Ce texte de soutien, abusivement signé de Gérard Larcher, président du Sénat, rappelant que "la morale et la droiture de Jean-Marc Pastor et Philippe Richert (autre questeur cité dans l'enquête de Mediapart), exemplaires, restent leur chemin de vie"n'était qu'un brouillon d' "éléments de langage, pour préparer un éventuel communiqué, élaborés par un fonctionnaire de la questure et qui devait encore être soumis au président Larcher. (...) Une des moutures de ces éléments de langage a été envoyée par erreur au niveau du secrétariat de la questure, alors qu'elle n'avait pas été validée". C'est désormais la version officielle. Merveilleuse explication, qui prend sans doute pour modèle l'inoubliable défense de PPDA, lors de la découverte du plagiat de sa biographie de Hemingway. Ah, maudite incompétence du "secrétariat de la questure" du Sénat ! Qu'on y fasse sauter un ou deux fusibles, dans ce secrétariat, et qu'on n'en parle plus !

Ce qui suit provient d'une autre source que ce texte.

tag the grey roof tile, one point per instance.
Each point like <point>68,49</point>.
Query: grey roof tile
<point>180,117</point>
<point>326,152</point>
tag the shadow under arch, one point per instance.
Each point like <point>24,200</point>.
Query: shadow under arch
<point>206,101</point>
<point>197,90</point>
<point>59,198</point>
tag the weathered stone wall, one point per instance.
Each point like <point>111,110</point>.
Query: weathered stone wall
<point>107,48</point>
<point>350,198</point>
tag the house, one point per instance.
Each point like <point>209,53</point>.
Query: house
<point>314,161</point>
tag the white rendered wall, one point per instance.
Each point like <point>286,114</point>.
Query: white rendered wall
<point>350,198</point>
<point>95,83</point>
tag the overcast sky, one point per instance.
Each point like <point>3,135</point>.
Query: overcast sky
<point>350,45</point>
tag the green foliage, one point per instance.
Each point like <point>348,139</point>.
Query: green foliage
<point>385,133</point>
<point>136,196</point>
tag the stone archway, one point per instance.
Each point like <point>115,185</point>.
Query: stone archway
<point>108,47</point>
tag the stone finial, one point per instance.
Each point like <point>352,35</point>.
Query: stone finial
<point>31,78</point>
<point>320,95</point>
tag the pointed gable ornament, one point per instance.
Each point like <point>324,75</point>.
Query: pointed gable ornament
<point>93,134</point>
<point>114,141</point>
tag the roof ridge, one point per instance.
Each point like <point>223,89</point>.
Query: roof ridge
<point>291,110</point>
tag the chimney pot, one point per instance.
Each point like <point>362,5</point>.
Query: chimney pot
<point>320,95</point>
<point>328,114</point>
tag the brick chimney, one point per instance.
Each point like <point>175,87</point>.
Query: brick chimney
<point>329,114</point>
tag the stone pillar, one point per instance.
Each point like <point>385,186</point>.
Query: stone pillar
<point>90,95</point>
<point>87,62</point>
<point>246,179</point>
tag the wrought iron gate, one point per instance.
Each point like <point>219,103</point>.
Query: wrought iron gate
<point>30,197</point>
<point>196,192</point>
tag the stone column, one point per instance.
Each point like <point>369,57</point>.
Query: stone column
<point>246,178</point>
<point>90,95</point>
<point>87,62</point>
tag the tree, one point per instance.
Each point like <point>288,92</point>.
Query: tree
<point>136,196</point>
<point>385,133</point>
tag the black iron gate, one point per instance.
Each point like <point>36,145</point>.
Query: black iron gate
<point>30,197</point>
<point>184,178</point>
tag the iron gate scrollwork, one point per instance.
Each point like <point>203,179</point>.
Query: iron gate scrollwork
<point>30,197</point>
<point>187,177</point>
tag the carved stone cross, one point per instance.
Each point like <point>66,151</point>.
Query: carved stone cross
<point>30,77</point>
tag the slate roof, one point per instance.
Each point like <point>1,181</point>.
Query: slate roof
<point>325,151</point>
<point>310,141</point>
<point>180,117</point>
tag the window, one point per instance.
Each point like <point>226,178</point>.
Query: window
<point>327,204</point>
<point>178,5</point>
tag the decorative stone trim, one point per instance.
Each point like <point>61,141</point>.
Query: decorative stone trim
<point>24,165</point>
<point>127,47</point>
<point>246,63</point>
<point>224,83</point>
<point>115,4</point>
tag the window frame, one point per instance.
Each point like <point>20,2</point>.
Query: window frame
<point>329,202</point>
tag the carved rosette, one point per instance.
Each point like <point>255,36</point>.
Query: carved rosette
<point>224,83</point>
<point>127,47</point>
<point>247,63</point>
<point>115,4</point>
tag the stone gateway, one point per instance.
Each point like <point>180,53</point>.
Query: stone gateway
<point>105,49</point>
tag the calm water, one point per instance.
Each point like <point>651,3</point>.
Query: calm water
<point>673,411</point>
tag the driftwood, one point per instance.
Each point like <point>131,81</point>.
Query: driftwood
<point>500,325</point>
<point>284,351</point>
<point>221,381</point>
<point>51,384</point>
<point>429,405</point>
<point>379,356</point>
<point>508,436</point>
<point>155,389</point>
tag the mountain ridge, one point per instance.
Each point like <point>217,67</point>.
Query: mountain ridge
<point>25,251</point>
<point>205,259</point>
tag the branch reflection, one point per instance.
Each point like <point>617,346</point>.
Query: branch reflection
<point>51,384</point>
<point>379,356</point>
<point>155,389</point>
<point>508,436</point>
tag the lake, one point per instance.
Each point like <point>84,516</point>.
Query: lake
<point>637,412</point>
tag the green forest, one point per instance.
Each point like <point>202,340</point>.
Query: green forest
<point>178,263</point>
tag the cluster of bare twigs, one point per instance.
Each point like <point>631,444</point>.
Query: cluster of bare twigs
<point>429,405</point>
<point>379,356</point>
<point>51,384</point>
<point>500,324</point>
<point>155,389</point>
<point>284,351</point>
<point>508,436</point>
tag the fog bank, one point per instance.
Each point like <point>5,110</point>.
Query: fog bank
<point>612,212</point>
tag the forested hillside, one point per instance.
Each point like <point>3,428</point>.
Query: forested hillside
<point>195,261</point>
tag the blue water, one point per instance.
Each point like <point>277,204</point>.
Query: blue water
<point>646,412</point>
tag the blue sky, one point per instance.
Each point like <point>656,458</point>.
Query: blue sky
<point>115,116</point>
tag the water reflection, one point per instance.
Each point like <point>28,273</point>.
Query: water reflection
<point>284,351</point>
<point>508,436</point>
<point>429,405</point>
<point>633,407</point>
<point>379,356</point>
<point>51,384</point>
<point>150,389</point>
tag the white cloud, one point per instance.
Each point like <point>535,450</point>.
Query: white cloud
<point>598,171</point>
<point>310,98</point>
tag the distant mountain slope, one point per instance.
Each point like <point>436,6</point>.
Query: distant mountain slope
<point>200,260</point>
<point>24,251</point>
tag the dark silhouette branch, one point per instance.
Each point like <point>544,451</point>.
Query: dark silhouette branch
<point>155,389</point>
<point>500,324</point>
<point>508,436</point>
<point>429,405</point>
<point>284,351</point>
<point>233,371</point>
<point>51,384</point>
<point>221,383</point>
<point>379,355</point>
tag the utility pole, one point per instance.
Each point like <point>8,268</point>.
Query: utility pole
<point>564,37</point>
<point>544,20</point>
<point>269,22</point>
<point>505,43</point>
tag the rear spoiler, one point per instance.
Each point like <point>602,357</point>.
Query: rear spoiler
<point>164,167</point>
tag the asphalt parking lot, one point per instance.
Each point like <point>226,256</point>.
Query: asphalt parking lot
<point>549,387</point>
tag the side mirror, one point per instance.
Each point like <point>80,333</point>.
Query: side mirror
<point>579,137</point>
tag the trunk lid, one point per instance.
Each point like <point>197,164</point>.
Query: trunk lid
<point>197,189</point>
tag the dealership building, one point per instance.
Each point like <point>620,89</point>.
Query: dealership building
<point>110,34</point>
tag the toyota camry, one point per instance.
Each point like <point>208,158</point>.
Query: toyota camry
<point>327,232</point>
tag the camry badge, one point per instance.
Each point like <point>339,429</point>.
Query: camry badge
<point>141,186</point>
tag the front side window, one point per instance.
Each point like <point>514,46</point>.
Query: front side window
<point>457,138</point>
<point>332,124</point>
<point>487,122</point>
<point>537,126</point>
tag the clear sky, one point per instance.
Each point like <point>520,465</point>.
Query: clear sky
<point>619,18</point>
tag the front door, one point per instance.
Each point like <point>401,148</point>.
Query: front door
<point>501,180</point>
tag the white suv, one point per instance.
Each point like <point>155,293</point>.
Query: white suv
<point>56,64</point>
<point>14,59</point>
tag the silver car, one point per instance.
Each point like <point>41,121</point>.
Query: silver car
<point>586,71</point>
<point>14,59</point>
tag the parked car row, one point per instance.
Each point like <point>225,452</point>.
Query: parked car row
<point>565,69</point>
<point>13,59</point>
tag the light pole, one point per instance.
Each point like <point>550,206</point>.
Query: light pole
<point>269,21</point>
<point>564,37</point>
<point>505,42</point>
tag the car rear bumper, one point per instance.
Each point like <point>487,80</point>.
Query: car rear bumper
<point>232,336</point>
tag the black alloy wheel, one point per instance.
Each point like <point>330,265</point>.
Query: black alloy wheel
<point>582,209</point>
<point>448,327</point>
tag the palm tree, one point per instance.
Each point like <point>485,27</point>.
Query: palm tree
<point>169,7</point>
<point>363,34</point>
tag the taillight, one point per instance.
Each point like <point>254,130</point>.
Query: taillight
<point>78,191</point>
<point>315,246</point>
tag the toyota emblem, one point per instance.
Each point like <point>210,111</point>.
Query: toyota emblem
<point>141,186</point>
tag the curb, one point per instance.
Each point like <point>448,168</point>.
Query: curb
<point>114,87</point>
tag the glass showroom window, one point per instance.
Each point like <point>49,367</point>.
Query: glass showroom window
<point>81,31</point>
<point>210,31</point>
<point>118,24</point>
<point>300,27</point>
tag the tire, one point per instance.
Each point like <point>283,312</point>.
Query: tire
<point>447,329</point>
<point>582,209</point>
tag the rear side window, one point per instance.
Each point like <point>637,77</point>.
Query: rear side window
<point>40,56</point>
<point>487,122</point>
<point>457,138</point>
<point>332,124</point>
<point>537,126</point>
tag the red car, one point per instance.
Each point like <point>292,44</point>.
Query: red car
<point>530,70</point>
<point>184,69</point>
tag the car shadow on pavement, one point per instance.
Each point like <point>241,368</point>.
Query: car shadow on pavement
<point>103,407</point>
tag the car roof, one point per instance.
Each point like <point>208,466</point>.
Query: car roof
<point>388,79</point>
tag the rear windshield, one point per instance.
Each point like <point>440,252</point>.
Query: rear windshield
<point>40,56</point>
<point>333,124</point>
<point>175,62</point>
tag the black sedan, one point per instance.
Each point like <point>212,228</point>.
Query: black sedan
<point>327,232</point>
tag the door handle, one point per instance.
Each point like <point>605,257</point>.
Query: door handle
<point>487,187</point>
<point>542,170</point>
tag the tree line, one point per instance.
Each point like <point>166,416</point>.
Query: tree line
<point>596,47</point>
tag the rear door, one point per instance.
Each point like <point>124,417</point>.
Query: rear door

Quant au sénateur Pastor, c'est sans doute par inadvertance qu'il avait fait des notes de frais dans l'hostellerie de sa fille. Il va rembourser. Sur ses deniers à lui, ses propres deniers, figurez-vous. Après quoi, l'affaire s'arrêtera là. Lisez bien vos journaux dans les jours qui viennent: personne n'y réclamera la moindre sanction contre le faussaire Pastor. Personne ne s'y interrogera sur la rallonge exceptionnelle de 3531,61 euros que viennent de s'octroyer les sénateurs, justement sur cette indemnité représentative pour frais de mandat (comment se fait-il, d'ailleurs, qu'on l'apprenne aujourd'hui ? Un lien avec l'affaire Pastor ? L'aurait-on appris sans l'affaire Pastor ?) Mediapart, lui, s'interroge (lien payant): dans quelle entreprise, quelle administration, accepterait-on qu'un responsable diffuse un faux signé du président ? Bonne question, que personne ne posera. Il est donc désormais acquis qu'existe, en plein Paris, une zone de non-droit, gouvernée par des moeurs maffieuses. Elle s'appelle le Sénat. Elle est protégée par des policiers et des gendarmes. Elle prospère au vu et au su de tous. Allez-y, traitez-moi de populiste de base ! Est-ce ma faute, si on se croit revenu à l'époque où Bruant, au Chat noir, chansonnait férocement les députés qui se gobergent aux frais de la princesse ? |
A propos de populisme et de gueuletons, je vous recommande cet article de mon excellent confrère Laurent Joffrin, directeur du Nouvel Observateur. Savourez-le bien. Gardez le bouche. Il le mérite. Aux yeux de Joffrin, DSK a donc commis un crime impardonnable: il a mangé des pâtes aux truffes. Avant les pâtes aux truffes, DSK était encore sauvable aux yeux de Joffrin qui, journaliste vertueux et sobre, n'a certainement jamais mis les pieds dans un restaurant où un plat coûte 70 euros. Mais ces pâtes aux truffes sont la goutte d'eau qui met le feu aux poudres, et dessille Joffrin: ciel, tout cela n'était donc que storytelling ! Pour mémoire, Joffrin était directeur de Libé, journal où travaillait (et travaille encore) Jean Quatremer, correspondant à Bruxelles, qui n'avait pu évoquer que sur son blog les pulsions harceleuses de DSK lors de sa nomination au FMI, car jamais le journal, dirigé par Joffrin, n'aurait souillé ses pages avec de telles allégations. A l'époque, ces pulsions harceleuses étaient un sujet tabou et populiste. Aujourd'hui, un plat de pâtes aux truffes est un crime. Mais pas d'inquiétude: ce ne sont pas les girouettes qui tournent, c'est le vent.